Strength The timber has low bending strength—it's not good for bending, although it also has low stiffness—and low resistance to shock. Chestnut is similar in crushing strength to European beech.
Density Sweet chestnut has a density of around 560kg per cubic metre.
Structure The timber has a similar structure to oak—it's ring porous, with distinct growth rings, demarcated by pore ring of large early wood vessels. Late wood vessels are small and the parenchyma are indistinct and diffuse.

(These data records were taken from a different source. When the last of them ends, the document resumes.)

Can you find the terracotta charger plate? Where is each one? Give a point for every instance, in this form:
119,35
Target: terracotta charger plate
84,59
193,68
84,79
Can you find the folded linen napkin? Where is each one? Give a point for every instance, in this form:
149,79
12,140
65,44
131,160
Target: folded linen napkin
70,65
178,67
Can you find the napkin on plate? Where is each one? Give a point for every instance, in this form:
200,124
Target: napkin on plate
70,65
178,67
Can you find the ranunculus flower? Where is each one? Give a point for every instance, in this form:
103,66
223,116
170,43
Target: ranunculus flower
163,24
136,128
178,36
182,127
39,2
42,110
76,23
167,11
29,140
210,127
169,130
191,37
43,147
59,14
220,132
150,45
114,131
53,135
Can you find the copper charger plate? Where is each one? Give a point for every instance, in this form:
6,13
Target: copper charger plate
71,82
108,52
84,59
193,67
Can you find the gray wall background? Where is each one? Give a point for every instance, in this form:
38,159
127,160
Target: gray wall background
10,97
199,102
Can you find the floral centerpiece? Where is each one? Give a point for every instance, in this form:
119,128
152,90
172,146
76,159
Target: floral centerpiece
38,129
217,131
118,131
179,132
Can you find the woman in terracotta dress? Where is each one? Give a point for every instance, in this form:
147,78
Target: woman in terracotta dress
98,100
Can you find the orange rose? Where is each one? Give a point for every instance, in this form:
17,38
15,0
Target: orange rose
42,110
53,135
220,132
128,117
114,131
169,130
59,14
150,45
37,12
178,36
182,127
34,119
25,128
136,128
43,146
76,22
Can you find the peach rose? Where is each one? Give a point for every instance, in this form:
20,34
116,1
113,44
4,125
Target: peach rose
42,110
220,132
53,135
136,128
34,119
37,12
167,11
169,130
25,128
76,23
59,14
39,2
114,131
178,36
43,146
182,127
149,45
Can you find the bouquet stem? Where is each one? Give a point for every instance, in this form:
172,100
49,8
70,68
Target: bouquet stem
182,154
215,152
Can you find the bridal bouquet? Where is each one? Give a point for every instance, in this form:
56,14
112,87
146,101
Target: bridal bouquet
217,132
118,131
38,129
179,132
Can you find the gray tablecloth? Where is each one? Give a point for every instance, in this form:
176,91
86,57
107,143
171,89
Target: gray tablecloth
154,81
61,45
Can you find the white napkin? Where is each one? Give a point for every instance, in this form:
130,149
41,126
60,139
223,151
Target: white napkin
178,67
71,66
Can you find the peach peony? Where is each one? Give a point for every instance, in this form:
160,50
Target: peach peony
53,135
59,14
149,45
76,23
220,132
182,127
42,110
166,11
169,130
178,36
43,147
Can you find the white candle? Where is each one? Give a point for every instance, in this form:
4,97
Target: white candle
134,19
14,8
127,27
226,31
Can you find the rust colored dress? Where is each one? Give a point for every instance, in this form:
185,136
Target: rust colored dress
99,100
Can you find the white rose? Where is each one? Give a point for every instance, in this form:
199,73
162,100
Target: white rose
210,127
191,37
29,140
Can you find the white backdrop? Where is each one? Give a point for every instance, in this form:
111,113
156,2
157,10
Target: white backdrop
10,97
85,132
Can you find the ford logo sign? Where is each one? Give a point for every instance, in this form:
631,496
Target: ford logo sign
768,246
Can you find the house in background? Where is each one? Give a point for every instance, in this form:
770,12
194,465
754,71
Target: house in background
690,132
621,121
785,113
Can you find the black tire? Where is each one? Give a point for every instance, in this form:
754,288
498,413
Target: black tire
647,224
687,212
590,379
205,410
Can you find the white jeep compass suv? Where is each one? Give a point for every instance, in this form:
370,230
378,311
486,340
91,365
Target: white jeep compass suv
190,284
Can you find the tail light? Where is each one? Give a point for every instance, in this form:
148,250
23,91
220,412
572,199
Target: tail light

Unlike oak, whose broad rays account for the silver figure on quarter sawn planks, chestnut has fine rays that are not particularly obvious.
Durability & Drying Durable, occasionally damaged by pin hole borers; sapwood susceptible to lyctus and common furniture beetle. Sapwood and heartwood can be attacked by death watch beetle. Seasons slowly, liable to collapse and honeycombing.
Colour and Figure Cream to yellowish brown, resembling oak, with pale sapwood. The contrast between early and late wood growth in the annual rings account for sweet chestnut's appearance. It has no other obvious and consistent distinguishing marks.
Working Properties In most respects, chestnut is easy to work and has only a slight blunting effect on tools. It saws, machines, nails and glues satisfactorily. Chestnut also takes all finishing treatments satisfactorily.
Sweet Chestnut—The Tree
Looks and Leaves Chestnut is a large broad crowned tree with fissured grey brown bark that in older trees often has fissures running spirally down the trunk. Its twigs are olive brown, and its buds in winter are 4-5mm long, plump and blunt. Chestnut has oblong, eliptical leaves that are between 10 and 25cm long, with a long-pointed tip, large regular sharply pointed marginal teeth, and a short leaf stalk. The leaves are hairless. The flowers are quite different from the spectacular flowers of the horse chestnut. Both male and female flowers are borne on the same tree. The male flowers are long and golden, obliquely erect and open in July. The female flowers are small green rosettes found at the base of unopen male flowers; the latter often open later and have a different aspect to earlier males.
Habitat Sweet chestnut is uncommon in Scotland, as it prefers the warmer climate of southern England or continental Europe. It is found in rich, damp soils in sheltered places and is almost entirely from planted stock. It is quite shade tolerant and grows well as coppice understorey, although this type of woodland is rare in Scotland.
Ecological Value The flowers provide an important source of nectar an pollen to bees and other insects, and red squirrels and jays eat the nuts. The leaves and nuts are fed on by many moth caterpillars.